The plans were glorious and the date set for the opening, September third. A half dozen boys were dispatched with placards in the morning to hawk the streets of the lower wards. “A poor man’s market,” they proclaimed, “the victuals of the rich at a price the poor can afford.” All through the feverish day as Dennis angled his rounds from his own establishment, the pride and the fear and the wonder clamored up and down inside him. His stomach felt as though a parcel of children were bouncing on and off it. He had never known such a sense of family; a clan it was, by the glory. Kevin was touching up here and fortifying there. Mary, his wife, was on hand, her red head like a beacon attracting relations Dennis had no notion he could call his own.

“Shake hands with your cousin Eamon,” Mary stopped him once. A great, dark man was Eamon with a jeweled pin shining from his cravat. “On which side is he my cousin?” Dennis whispered when the man turned away. “On the buttered side,” Mary confided into his ear.

Dennis grinned and skipped off to his watch, observing from a distance that cousin Eamon was supervising the arrangement of something, and making notes on it, by the glory. Oh, the wonder of cooperation a man could stir up by a little gumption!

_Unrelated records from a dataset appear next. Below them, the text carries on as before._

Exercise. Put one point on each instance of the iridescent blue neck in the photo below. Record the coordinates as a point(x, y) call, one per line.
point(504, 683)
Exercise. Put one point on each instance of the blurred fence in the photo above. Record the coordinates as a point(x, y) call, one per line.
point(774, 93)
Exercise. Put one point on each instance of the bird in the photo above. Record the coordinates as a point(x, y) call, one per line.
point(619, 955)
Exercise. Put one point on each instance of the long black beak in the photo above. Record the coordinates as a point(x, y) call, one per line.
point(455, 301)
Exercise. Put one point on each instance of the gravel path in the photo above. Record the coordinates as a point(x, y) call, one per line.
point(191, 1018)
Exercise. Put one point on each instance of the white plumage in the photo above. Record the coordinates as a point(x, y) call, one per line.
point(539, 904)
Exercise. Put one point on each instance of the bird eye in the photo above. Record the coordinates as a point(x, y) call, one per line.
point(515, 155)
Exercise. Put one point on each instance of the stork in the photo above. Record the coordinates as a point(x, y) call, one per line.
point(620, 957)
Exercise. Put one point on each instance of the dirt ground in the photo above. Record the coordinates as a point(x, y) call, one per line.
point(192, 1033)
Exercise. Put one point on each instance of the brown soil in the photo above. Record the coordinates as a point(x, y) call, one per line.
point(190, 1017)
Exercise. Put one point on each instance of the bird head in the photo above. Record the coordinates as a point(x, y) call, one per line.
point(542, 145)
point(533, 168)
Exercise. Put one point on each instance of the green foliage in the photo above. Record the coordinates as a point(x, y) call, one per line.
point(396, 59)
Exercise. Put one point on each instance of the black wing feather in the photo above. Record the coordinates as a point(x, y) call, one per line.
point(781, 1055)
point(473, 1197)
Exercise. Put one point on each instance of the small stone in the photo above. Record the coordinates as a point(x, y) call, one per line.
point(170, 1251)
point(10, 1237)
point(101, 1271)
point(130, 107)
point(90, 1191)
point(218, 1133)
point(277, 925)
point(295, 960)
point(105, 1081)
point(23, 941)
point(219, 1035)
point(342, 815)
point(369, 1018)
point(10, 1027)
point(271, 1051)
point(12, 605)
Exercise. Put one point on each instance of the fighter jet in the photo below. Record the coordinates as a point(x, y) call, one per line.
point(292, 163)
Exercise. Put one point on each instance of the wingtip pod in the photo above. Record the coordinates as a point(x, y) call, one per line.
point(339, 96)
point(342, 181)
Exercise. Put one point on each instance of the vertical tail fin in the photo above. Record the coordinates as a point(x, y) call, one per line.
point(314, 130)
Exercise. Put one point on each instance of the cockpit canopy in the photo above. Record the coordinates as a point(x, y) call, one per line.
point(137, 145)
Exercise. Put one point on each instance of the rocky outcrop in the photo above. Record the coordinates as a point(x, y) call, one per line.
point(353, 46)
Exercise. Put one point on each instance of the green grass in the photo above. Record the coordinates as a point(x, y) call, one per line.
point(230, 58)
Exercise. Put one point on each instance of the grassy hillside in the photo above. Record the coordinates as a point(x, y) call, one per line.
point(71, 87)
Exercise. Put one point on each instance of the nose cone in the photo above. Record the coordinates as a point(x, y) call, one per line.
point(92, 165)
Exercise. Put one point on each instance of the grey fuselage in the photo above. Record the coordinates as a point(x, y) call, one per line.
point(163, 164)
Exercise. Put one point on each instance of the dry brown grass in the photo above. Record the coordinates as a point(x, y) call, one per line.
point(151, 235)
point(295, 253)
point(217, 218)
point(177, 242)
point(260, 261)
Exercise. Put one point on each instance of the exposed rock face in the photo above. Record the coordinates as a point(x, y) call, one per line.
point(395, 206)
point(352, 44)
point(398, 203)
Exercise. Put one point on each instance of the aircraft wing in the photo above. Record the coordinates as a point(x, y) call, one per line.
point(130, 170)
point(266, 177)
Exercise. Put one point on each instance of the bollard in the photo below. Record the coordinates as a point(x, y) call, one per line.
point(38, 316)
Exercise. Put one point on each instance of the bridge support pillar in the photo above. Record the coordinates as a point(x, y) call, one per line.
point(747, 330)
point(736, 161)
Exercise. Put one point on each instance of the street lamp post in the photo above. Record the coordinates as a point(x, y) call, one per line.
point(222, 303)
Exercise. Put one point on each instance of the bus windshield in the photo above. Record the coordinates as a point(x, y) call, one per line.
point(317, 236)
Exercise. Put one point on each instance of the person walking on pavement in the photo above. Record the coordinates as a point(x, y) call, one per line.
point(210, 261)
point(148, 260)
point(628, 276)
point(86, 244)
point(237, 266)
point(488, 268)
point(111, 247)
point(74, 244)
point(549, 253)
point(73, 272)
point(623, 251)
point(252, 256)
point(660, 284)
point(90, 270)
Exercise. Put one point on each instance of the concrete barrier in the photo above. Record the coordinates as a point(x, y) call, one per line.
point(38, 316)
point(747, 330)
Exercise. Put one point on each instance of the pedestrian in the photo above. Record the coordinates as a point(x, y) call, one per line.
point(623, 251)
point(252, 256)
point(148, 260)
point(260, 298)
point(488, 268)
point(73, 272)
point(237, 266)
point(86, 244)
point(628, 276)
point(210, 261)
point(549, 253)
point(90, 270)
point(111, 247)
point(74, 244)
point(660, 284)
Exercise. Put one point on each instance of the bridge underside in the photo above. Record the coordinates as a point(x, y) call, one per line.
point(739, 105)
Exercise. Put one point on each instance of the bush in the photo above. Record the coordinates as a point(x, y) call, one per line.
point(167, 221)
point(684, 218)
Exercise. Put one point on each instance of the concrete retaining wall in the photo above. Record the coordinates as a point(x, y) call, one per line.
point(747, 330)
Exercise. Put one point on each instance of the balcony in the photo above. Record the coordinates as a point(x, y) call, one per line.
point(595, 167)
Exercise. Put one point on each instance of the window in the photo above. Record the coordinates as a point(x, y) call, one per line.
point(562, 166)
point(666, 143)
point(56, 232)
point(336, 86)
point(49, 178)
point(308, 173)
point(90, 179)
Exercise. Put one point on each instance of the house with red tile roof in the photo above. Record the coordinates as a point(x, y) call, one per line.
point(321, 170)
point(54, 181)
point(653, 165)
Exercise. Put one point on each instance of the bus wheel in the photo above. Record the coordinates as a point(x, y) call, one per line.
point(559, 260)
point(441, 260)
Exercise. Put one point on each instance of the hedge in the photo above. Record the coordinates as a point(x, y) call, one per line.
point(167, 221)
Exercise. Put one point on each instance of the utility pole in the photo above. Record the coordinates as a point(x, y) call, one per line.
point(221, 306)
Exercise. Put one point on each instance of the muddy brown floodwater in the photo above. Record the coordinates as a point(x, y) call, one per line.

In mid-afternoon Dennis marked Jamie starting his rounds of the stalls with the cart. The farmers were closing early, as was their custom, to be home for evening chores. One trip and another made Jamie, and Lavery’s Eight O’clock Market was filling with produce. Dennis was turning away that pride might not blind him to his duty when he saw Vinnie Dunne. The lad had come in his work clothes, but he was hanging back at a distance he must have thought kept him from the eyes of the family. He was watching with narrow-eyed longing every chore young Jamie went upon. Had Dennis known this day was coming, he might have kept the lad with him from the beginning. But what was coming? What did he know of the future? Only a fool prospered others on his own dream. There had never been reason to regret putting Vinnie with Finn, and if the lad was becoming something different from what he started—well, there were still less gentlemen in the world than beggars. And here he was in his work-clothes.